Ramón negó con fuerza.
—Solo quiero explicarles. La cuerda… pertenece a mi perro. Se escapó esta mañana. Está herido. Busqué por todas partes. Cuando las vi, pensé que podían estar en peligro con esa tormenta. Solo quería ayudarlas.
Sacó su móvil y mostró fotos: un perro grande, marrón, con una cuerda similar como correa improvisada. Las imágenes eran recientes, tomadas esa mañana. Marta sintió un vuelco. Miró al agricultor, que frunció el ceño, evaluando la situación.
Ramón continuó:
—Cuando se bajaron corriendo… pensé que les había causado miedo. Pero no sabía por qué. Lo juro.

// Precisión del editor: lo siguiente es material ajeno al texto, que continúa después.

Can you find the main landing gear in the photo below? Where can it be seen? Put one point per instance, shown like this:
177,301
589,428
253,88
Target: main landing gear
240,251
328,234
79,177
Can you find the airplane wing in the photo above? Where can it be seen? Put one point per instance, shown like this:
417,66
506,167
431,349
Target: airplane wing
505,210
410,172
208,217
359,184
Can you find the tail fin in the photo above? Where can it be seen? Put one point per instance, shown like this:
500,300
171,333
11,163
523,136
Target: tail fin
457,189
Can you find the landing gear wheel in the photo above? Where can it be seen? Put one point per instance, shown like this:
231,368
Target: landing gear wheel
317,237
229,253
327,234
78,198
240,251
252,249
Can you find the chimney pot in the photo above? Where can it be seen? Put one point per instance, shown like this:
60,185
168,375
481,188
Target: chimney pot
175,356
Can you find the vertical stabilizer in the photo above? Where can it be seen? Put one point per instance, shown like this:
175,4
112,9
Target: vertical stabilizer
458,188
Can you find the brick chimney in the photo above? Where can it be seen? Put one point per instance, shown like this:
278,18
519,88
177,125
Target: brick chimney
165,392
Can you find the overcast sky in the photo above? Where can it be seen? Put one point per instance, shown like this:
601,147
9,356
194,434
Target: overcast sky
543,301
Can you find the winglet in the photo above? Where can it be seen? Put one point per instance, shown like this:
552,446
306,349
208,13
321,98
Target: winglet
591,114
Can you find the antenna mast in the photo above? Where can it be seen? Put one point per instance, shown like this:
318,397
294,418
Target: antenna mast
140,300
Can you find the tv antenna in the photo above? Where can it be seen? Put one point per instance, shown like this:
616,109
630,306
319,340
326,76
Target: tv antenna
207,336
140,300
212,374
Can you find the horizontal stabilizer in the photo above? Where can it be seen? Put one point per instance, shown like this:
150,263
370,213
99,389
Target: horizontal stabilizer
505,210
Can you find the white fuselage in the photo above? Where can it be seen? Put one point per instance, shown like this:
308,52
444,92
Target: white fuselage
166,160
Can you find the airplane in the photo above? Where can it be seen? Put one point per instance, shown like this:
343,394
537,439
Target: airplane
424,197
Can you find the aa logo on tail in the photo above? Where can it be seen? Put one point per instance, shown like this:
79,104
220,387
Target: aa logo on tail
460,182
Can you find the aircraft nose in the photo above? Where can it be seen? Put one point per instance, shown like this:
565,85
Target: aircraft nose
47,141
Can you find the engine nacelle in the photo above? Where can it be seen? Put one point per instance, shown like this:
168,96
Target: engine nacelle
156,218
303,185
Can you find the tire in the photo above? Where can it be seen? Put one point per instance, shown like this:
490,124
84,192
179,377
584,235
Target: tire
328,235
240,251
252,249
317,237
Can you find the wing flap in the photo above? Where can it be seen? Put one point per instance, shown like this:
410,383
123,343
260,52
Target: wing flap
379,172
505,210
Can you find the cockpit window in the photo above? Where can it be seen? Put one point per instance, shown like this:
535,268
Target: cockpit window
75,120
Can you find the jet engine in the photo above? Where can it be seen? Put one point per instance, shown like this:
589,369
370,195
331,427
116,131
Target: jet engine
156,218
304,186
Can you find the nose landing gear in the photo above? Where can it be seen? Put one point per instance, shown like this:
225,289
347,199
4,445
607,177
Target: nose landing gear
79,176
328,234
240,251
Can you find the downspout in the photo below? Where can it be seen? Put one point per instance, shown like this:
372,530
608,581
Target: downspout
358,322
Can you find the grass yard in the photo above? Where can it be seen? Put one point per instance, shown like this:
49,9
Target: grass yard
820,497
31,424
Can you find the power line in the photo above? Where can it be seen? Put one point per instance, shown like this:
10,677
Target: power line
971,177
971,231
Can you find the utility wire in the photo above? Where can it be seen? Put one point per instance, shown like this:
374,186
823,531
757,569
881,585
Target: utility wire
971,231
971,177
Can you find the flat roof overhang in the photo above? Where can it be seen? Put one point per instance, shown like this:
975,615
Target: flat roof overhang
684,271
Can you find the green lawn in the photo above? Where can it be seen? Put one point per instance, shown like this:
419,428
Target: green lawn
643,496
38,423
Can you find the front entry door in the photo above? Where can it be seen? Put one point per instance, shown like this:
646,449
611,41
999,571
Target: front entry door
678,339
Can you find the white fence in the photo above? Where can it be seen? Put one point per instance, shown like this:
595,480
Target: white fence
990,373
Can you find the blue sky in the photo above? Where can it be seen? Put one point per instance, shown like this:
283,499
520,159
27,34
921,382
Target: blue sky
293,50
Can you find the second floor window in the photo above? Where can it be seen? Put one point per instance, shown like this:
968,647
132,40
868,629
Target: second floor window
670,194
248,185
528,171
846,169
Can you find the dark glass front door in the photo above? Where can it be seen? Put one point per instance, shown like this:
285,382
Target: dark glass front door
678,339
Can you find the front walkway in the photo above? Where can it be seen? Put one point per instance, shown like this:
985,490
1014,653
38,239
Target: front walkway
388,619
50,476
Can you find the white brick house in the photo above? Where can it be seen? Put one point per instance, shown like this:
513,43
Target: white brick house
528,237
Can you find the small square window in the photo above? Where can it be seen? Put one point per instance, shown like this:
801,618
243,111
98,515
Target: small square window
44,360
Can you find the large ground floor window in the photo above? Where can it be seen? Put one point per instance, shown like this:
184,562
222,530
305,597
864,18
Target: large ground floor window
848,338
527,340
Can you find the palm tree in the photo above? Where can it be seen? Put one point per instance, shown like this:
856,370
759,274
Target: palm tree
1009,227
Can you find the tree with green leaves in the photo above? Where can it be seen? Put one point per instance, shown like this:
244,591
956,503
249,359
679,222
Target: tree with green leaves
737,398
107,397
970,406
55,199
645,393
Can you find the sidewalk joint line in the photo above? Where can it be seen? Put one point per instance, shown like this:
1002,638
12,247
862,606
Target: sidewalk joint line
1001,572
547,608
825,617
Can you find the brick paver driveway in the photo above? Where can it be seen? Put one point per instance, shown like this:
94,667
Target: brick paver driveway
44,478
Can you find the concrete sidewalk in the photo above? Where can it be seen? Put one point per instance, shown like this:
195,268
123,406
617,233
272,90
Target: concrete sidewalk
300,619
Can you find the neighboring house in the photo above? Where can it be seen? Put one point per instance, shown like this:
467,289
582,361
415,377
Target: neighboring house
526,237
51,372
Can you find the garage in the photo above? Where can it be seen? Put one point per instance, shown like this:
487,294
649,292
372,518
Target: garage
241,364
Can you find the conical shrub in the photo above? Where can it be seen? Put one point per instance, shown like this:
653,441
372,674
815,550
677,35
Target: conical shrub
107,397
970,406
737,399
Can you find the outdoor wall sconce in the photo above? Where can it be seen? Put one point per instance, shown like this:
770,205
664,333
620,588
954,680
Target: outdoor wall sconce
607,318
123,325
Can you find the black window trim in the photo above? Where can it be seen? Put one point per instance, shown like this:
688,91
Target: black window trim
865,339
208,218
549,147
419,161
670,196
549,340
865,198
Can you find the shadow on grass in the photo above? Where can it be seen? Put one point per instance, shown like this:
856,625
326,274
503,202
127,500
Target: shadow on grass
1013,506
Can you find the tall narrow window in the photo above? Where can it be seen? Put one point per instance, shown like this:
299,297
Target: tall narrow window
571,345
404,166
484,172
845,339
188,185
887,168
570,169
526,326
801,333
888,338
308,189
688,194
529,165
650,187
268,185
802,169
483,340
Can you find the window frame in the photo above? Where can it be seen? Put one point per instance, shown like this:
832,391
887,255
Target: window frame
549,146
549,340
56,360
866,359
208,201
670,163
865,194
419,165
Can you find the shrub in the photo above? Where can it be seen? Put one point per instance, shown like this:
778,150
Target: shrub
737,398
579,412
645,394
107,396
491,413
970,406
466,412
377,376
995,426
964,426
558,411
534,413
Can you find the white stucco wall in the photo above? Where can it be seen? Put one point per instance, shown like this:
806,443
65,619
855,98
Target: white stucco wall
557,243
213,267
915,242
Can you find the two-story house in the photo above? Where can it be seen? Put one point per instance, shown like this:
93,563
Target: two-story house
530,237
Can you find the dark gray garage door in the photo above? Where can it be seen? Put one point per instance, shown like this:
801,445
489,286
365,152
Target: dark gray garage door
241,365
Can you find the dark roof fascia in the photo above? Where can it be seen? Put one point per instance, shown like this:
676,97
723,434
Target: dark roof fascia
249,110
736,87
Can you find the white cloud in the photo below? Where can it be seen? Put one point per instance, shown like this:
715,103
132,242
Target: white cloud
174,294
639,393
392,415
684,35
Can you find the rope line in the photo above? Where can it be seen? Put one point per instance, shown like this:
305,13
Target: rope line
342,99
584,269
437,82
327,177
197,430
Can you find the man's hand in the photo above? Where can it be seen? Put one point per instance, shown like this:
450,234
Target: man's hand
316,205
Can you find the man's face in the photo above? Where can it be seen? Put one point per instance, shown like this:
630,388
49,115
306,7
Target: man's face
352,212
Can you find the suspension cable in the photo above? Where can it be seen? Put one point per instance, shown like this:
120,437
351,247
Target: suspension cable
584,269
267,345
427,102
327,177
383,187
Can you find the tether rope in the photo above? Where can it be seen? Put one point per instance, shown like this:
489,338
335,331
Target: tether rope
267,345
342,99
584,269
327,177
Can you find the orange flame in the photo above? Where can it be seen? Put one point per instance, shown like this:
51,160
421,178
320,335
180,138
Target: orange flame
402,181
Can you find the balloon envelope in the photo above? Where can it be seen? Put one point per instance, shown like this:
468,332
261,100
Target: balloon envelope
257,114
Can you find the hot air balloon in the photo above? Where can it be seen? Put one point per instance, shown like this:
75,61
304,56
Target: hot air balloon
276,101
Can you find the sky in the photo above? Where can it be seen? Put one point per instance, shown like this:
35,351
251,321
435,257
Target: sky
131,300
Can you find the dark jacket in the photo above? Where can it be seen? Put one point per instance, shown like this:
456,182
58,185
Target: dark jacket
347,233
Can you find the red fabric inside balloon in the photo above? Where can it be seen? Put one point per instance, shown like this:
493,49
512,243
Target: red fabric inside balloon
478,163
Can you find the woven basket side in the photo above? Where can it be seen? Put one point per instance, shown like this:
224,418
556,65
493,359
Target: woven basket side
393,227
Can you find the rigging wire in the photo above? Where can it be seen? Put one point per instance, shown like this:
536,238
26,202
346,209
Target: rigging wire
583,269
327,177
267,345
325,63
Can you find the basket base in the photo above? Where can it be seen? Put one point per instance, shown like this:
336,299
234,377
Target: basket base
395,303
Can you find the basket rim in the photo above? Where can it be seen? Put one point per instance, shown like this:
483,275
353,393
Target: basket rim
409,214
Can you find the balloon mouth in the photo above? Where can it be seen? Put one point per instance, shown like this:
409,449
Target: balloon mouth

El agricultor los observó unos segundos más, luego se volvió hacia Marta.
—Señora, creo que dice la verdad.
Marta abrazó fuerte a Clara. Se sintió ridícula, agotada, avergonzada… y, sobre todo, aliviada. Había actuado movida por el miedo, por la cuerda manchada que quizá solo tenía barro o sangre del perro herido.
Ramón, empapado hasta los huesos, bajó la mirada.
—Lamento mucho haberlas asustado. De verdad.
Marta respiró hondo.
—Yo… también lo siento. Pero entenderá que era una situación… complicada.
Ramón sonrió con una mezcla de cansancio y comprensión.
—Lo entiendo perfectamente.
El agricultor las llevó hasta una carretera secundaria donde la grúa del seguro ya las esperaba. Antes de partir, Marta miró hacia donde Ramón seguía buscado entre los olivos, llamando a su perro bajo la lluvia.
Solo entonces comprendió que a veces, el miedo convierte a desconocidos en monstruos… aunque no lo sean.